Et la majorité des gens qui "pratiquent" la "survie" se font surtout un gros délire dans les bois (ou ailleurs) si ils pensent réellement survire à quoique ce soit. (à part peut-être l'ennui chez certains

)
La survie, la vraie, c'est quand on risque d'y passer pour une raison ou une autre c'est aussi simple que ça (accident, agression, après avoir tromper sa copine et qu'elle s'en soit rendu compte, etc .....

) . ça arrive parfois, certains l'ont vécu et n'ont certainement pas envie de le revivre (à moins d'être des fondus de l'adrénaline à tendance suicidaire mais là c'est du ressort de la psychiatrie).

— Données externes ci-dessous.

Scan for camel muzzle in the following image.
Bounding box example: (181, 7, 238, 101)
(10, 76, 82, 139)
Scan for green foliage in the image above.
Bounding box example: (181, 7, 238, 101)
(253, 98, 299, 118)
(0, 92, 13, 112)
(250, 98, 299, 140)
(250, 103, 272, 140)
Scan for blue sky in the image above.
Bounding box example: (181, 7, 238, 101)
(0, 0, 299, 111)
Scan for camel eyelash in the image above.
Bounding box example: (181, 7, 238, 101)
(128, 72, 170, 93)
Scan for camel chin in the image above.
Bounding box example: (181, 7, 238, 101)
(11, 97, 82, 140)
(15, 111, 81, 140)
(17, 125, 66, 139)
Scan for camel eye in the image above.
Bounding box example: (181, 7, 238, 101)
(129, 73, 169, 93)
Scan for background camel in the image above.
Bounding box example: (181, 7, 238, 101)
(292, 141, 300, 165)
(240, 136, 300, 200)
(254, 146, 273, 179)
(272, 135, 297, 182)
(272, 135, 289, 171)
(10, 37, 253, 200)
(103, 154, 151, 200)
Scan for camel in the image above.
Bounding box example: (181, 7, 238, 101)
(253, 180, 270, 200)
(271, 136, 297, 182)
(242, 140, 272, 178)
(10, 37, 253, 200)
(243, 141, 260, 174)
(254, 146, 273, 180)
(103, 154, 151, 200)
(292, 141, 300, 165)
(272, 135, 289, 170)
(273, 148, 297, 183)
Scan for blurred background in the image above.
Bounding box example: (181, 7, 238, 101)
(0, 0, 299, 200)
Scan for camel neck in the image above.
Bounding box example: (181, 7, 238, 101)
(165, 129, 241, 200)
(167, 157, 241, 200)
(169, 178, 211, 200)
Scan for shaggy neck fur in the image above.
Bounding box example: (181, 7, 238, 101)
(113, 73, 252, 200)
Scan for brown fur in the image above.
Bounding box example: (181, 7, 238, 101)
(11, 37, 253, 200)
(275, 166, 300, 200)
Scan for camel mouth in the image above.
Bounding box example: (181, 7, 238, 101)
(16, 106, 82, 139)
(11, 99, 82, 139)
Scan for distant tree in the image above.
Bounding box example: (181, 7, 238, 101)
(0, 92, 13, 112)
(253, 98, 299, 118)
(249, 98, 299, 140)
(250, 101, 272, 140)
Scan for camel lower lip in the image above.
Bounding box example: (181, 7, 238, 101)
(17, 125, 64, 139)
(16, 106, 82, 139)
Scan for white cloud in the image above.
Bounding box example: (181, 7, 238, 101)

En revanche, ça peut effectivement être vécu comme un loisir. La frontière entre la survie, le bushcraft, le mélange des deux, la SD etc ... est un peu confus dans les esprits.
On finit par utiliser certains termes improprement pour désigner ce qui n'est pas.
Survie = situation à risque ou sa vie est en jeu.
Stage de survie = entrainement, conditionnement, apprentissage à faire face à une situation de survie (voir ligne au dessus).
Virée survie dans les bois = BBQ au feu de bois entre potes mais avec un gros couteau et un treillis (énorme succès 2007/2008)
Généralement ça finit tôt le lendemain matin et tout le monde est content de retourner se laver, regarder télé foot et tondre sa pelouse. Parce que mal dormir dans les bois, une nuit, ça suffit .... sans compter les insectes.

Bref ça n'a rien à voir sinon d'acquérir des connaissances, des réflexes qui pourront (sait-on jamais) faire la différence le jour J si par malheur ça arrive.
C'est la même différence que de faire son service militaire, bercé par son sergent instructeur

. Et ensuite, de se retrouver en pleine sale guerre (sale car il n'y a pas de guerre propre à ma connaissance).
Oui, ça fait un choc généralement.

Alors oui, l'ignoble manitou fait de la publicité mensongère !.
Non ses stagiaires ne risquent pas de mourir dans d'atroces souffrances!.
Non, il n'existe aucun quota de perte (sauf dans la hutte mais c'est une autre histoire)
Par contre oui, ça peut servir.
Et oui, ça permet de prendre conscience de certaines choses à commencer par sa propre ignorance des choses.
Mais ce n'est pas de la survie à proprement parler mais de l'apprentissage, de la sensibilisation, utilisez le terme qu'il vous plait mais ne faites pas la confusion entre les deux mondes.